Matthew Theunissen is a business reporter

Champion still dreaming about motorcycles from hospital bed

Shaun Harris has defied the odds after a serious crash in a Superbikes race in Timaru last month. Photo / Supplied
Shaun Harris has defied the odds after a serious crash in a Superbikes race in Timaru last month. Photo / Supplied

For the second time in nine years, doctors told Shaun Harris' family to prepare for the worst after he suffered severe head injuries when he crashed during a motorcycle race.

But the champion rider has again defied the odds and is up and about, even trying to cajole his weary wife into booking his spot at this year's Isle of Man TT.

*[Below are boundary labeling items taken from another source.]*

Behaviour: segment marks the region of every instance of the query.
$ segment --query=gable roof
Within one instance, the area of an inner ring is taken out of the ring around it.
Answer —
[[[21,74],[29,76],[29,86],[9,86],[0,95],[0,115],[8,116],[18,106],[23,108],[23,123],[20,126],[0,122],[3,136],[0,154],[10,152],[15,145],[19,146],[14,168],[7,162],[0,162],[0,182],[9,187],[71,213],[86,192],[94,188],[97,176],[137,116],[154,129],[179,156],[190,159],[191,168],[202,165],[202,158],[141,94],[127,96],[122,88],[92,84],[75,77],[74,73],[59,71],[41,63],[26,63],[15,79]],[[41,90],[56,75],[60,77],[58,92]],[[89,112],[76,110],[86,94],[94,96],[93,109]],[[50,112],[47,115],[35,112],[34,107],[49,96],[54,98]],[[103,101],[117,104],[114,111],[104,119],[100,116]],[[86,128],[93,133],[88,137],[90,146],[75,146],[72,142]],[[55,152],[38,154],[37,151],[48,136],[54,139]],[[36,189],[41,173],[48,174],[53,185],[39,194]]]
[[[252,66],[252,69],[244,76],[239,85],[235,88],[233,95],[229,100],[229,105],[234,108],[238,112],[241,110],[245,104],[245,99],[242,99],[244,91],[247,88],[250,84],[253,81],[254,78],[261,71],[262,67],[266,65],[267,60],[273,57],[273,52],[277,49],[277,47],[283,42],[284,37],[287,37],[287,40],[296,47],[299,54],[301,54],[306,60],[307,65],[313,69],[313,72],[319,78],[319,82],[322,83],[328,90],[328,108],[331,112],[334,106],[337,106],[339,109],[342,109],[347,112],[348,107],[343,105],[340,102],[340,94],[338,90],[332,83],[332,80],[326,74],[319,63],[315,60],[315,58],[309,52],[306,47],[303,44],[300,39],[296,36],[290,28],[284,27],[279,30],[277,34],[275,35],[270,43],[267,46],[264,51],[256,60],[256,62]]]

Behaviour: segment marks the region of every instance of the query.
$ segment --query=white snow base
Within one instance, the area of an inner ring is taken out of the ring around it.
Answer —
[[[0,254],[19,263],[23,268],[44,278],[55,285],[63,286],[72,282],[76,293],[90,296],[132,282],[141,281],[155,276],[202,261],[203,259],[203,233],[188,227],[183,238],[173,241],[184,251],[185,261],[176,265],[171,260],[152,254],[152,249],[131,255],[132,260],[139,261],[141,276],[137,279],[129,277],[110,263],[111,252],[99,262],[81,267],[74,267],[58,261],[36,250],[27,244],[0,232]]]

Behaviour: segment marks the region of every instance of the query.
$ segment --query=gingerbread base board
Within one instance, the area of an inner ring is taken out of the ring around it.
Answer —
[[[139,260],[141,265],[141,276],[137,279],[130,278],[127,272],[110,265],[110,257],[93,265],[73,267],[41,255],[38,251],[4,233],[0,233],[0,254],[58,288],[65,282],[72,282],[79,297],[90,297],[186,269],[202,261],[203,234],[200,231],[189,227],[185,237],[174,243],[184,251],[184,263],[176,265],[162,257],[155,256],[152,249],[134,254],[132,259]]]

Harris came off his bike during a qualification run for the New Zealand Superbike Championships at the Timaru International Motor Raceway on January 23, causing multiple brain bleeds.

He had only recently got back in the saddle after a crash at the Isle of Man TT in 2007, which left him in an induced coma for close to a month with a head injury and a stack of broken bones.

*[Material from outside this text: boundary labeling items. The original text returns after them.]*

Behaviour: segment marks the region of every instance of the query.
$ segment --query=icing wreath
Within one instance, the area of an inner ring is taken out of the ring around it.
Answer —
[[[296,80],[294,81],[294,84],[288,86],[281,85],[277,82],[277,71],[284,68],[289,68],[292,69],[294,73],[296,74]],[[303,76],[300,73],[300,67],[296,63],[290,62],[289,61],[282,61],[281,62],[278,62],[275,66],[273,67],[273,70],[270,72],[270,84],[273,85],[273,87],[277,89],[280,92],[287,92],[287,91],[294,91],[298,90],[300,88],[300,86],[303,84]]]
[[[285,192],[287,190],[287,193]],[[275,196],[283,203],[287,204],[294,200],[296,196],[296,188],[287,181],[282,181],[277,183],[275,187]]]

After the most recent incident his wife, Fiona Kelsen, was told that he might never wake up and that his life support may need to be turned off if his condition didn't dramatically improve.

Remarkably, less than a month after the crash Harris is wide awake and even back on his feet.

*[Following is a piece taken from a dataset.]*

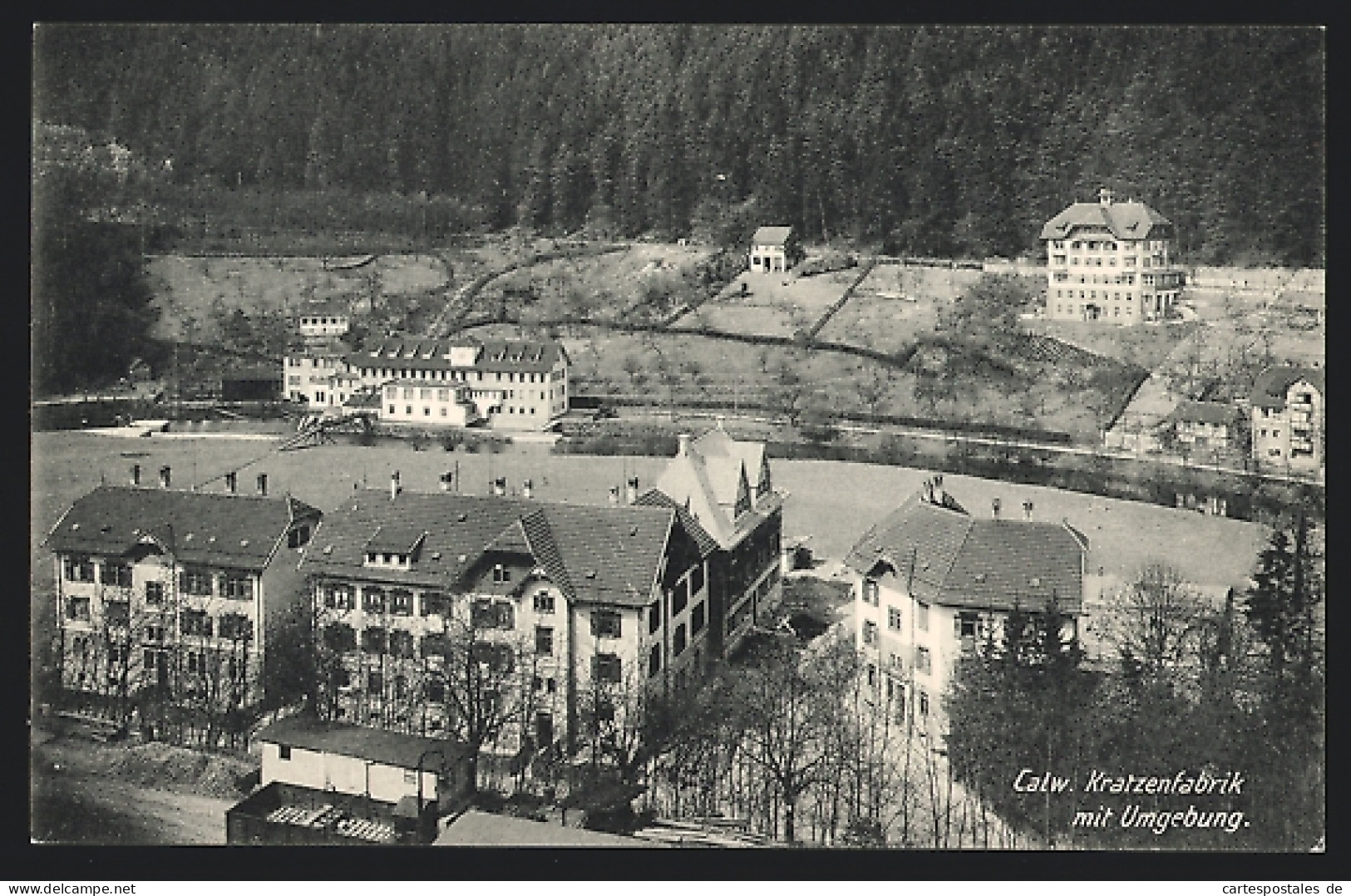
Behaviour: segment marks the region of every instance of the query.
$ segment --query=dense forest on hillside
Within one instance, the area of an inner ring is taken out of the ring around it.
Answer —
[[[1013,255],[1098,186],[1193,262],[1323,264],[1324,39],[1285,27],[42,26],[35,109],[178,182],[488,227]]]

"He is, to be honest, going ahead in leaps and bounds. It's amazing," Kelsen said.

But he suffered a severe traumatic head injury, and still has a long way to go to recover.

He is unable to swallow and has to be fed through a tube. And he can't talk yet so communicates by writing on a pad.

He is, to be honest, going ahead in leaps and bounds. It's amazing.
Fiona Kelsen

"He's still thinking about motorbikes. One thing he wrote was for me to sort out TT airline tickets. So I said 'okay Shaun I'll sort that out for you, in your dreams'," Kelsen said.

"He's as nutty as a fruit cake, but then Shaun Harris was as nutty as a fruit cake anyway."

The next stage of his rehabilitation will be to travel to Wellington where he will receive specialist treatment.

"It's one step closer to home, just one step closer. And home is the best place for him to rehab," she said.

"He will live but how he comes back to us we don't know. Having said that, he's Shaun Harris and watching him, seeing what he does, he has amazing stamina."

Kelsen spent about three months in the UK and Isle of Man after Harris' 2007 accident.